Transparent Cap Colonoscopy versus Standard Colonoscopy to Improve Caecal Intubation

Department of General Surgery, Northern General Hospital, Herries Road, Sheffield, South Yorkshire, UK, S5 7AU.
Cochrane database of systematic reviews (Online) (Impact Factor: 5.94). 01/2012; 12(12):CD008211. DOI: 10.1002/14651858.CD008211.pub3
Source: PubMed

ABSTRACT Colonoscopy is considered the gold-standard investigation for screening and diagnosis of colorectal cancer. It is also becoming increasingly desirable for assessment, management, diagnosis and follow-up of other colorectal diseases, such as inflammatory bowel diseases and acute diverticulitis. Hence, due to the increasing demand for colonoscopy, devices to advance examination techniques are highly sought-after and the colonoscope with the transparent cap could be one of these.
To identify and review all relevant data in order to determine whether colonoscopy with a transparent cap is a more effective diagnostic tool than colonoscopy.
We searched the MEDLINE, EMBASE and CINAHL databases, and the Cochrane Central Register of Controlled Trials for all randomised controlled trials (RCTs) comparing the use of colonoscopy with a transparent cap with standard colonoscopy.
Studies were included if they were randomised controlled trials which compared the use of colonoscopy with a transparent cap with standard colonoscopy.
Data on study methods, participants, interventions used and outcomes measured was extracted from each study. Data was entered into the Cochrane Review Manager software (RevMan 5.0, 2008) and analysed using Cochrane MetaView.
In the present meta-analysis, we considered 14 randomised controlled trials so far published. The findings of our work indicate that colonoscopy with transparent cap has a faster caecal intubation time when compared with standard colonoscopy.

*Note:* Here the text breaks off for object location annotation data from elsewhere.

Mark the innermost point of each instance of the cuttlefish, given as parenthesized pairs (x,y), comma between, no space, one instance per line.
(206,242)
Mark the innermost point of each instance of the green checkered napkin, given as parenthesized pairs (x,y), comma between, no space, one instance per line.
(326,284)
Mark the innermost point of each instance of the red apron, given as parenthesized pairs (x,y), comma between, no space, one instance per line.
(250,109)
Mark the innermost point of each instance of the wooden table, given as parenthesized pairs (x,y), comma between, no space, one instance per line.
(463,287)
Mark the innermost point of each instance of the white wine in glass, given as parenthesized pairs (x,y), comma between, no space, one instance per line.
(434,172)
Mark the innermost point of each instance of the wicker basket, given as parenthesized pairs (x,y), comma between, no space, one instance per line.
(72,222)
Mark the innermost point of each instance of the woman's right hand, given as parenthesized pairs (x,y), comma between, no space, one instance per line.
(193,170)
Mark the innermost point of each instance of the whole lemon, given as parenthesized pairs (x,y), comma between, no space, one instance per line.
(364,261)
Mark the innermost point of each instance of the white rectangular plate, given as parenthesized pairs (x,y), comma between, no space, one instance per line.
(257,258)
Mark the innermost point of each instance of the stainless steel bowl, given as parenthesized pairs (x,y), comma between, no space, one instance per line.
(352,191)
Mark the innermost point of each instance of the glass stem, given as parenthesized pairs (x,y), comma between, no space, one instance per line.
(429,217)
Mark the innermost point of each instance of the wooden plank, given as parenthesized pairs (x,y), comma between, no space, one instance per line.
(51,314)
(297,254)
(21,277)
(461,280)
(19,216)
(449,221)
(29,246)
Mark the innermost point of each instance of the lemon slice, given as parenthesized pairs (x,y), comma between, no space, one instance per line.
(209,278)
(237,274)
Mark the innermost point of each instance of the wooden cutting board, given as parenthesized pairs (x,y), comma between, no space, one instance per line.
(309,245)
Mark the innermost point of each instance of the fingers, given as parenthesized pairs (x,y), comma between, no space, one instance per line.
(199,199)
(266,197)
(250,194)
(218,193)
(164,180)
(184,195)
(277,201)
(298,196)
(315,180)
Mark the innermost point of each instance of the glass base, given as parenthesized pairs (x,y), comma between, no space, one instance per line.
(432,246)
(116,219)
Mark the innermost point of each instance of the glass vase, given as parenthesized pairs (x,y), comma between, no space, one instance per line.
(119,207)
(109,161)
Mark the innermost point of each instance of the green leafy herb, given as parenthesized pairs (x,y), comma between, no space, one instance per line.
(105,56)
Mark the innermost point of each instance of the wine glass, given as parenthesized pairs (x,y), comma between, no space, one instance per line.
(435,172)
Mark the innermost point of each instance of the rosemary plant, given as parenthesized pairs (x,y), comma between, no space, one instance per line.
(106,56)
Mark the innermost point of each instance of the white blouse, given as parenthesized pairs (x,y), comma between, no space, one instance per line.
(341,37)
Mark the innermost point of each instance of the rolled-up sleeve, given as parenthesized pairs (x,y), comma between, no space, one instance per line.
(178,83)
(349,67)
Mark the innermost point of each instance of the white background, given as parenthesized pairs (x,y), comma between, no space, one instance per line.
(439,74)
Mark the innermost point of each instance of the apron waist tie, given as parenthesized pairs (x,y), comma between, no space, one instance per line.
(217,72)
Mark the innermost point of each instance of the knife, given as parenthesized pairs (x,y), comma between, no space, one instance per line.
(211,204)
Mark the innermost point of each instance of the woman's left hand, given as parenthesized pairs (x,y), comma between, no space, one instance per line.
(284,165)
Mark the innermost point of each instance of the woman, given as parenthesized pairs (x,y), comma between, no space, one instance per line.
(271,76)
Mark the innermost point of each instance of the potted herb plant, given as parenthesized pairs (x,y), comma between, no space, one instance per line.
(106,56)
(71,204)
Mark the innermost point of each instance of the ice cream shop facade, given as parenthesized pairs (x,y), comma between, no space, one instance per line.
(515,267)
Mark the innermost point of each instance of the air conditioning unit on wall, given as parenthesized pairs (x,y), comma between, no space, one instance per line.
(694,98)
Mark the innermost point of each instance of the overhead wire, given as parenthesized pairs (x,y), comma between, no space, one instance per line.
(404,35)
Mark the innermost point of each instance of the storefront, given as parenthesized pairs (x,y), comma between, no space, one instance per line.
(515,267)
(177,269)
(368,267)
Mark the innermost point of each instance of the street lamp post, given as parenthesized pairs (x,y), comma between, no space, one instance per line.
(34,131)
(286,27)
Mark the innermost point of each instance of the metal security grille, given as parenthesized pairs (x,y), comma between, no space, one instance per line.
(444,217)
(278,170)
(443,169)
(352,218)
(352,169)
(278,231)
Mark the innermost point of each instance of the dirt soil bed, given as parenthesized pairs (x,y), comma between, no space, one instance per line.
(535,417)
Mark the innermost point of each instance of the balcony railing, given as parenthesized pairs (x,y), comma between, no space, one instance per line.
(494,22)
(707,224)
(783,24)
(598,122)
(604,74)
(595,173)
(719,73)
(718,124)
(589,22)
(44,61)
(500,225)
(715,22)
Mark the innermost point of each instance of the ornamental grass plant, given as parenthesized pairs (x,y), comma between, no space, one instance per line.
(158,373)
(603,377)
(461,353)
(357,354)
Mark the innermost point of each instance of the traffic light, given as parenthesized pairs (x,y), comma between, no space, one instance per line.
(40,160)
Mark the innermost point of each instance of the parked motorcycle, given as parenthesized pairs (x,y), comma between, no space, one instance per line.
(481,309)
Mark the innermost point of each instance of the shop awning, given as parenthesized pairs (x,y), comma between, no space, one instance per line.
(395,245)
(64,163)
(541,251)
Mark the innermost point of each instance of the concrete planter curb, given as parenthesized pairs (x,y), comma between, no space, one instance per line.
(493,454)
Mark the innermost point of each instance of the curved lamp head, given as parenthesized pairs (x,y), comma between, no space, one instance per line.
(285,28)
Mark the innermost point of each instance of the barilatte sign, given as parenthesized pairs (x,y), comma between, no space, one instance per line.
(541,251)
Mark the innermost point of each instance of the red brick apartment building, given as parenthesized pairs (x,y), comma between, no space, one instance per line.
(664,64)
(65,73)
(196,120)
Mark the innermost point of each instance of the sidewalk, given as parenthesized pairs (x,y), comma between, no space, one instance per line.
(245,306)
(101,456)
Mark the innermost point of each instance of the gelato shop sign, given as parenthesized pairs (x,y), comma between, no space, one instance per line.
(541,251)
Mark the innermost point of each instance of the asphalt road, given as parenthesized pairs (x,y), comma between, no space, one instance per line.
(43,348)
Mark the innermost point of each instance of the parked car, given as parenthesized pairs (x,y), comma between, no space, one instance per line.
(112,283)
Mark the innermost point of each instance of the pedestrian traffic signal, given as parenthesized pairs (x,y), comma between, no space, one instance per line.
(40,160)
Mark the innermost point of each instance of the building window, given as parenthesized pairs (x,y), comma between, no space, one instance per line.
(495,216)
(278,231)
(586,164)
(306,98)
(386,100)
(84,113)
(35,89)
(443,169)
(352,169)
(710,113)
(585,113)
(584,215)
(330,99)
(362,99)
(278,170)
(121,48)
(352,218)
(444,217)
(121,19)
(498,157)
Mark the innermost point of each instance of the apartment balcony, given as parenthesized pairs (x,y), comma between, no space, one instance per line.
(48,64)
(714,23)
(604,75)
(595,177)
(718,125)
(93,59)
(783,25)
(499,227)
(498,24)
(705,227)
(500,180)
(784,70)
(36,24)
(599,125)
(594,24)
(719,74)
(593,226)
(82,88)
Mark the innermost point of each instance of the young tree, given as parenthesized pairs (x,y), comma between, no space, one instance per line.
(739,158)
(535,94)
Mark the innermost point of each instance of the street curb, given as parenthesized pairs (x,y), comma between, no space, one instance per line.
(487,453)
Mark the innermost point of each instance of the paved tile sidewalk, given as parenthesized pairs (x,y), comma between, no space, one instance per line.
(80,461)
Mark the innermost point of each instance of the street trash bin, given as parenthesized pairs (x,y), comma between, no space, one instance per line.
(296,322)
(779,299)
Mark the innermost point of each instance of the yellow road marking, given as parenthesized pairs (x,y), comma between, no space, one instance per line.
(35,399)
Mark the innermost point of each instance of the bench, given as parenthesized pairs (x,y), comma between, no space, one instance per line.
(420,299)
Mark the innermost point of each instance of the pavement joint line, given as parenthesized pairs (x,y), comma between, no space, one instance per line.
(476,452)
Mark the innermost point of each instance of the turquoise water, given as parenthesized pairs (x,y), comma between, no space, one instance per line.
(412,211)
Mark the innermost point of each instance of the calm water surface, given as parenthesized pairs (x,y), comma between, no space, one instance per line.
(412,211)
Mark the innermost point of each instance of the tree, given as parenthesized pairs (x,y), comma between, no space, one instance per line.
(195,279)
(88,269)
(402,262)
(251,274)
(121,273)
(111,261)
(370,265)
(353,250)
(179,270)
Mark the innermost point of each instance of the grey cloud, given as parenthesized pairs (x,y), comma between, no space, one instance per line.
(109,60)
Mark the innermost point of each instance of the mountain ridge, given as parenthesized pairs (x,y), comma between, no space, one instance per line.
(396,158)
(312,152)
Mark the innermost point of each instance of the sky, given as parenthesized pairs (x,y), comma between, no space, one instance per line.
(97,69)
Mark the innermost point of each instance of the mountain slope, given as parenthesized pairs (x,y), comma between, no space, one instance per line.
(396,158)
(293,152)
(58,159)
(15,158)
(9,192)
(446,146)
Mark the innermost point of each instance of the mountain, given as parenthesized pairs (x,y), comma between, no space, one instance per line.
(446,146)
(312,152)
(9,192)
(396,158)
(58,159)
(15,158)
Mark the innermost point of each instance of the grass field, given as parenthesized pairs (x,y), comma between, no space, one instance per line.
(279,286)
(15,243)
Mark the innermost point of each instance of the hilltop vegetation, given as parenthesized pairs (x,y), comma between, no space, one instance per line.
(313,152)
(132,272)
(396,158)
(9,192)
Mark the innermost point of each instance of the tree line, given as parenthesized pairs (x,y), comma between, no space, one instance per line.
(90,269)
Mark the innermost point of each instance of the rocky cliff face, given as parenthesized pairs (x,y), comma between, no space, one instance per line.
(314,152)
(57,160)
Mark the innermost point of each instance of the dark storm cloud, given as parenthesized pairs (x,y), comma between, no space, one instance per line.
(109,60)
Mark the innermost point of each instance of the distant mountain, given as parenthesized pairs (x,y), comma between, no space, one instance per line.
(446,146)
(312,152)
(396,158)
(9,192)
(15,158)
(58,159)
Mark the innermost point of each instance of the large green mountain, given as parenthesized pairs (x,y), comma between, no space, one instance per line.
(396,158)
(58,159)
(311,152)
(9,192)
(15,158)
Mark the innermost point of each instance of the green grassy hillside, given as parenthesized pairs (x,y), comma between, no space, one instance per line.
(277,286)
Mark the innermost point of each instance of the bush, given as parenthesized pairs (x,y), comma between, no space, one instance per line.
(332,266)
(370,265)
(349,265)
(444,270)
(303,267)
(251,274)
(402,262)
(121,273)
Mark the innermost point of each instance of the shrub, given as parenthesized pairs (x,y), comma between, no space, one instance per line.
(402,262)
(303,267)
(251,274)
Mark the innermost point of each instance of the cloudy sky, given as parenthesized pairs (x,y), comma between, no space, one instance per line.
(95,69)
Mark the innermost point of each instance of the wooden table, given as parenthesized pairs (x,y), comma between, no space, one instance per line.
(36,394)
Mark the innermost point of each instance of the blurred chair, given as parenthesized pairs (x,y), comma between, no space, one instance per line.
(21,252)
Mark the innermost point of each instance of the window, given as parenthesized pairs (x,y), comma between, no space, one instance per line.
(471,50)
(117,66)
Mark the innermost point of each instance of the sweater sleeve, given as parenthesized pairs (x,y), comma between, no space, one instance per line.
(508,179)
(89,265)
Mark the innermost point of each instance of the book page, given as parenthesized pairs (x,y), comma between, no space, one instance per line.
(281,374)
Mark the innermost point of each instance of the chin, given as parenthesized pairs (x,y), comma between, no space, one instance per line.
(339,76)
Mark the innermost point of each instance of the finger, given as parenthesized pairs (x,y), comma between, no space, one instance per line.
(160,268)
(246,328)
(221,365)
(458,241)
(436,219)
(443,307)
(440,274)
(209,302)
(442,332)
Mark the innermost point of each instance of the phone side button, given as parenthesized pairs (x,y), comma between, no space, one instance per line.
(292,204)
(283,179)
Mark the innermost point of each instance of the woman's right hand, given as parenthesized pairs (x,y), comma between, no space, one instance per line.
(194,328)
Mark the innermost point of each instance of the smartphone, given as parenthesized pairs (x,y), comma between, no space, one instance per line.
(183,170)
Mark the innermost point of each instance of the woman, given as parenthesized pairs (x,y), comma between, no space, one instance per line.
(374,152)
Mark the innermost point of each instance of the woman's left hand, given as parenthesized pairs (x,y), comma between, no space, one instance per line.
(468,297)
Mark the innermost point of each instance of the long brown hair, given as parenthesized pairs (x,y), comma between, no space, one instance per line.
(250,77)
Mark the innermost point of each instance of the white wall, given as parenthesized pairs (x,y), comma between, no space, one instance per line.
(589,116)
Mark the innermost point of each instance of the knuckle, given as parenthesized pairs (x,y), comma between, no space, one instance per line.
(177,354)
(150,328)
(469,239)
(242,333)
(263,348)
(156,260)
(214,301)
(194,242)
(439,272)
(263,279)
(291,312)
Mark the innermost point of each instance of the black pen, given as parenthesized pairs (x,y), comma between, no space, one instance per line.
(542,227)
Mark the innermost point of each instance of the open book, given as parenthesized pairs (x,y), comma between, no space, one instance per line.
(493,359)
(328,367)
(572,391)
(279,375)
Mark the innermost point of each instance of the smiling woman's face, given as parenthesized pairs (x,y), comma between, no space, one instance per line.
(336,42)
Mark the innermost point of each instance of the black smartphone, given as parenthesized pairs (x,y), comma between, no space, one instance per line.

Reviewing studies individually would also seem to favour colonoscopy with transparent cap for polyp detection rate and pain during procedure but due to lack of comparable data meta-analysis was not feasible.
This review suggests that a transparent cap on the end of the colonoscope may give a marginally faster caecal intubation time compared with standard colonoscopy. It also suggests that there is a better polyp detection rate and less pain with the cap. However, the authors feel that further randomised controlled trials in this area would provide more clinically significant information on this adjunct to colonoscopy.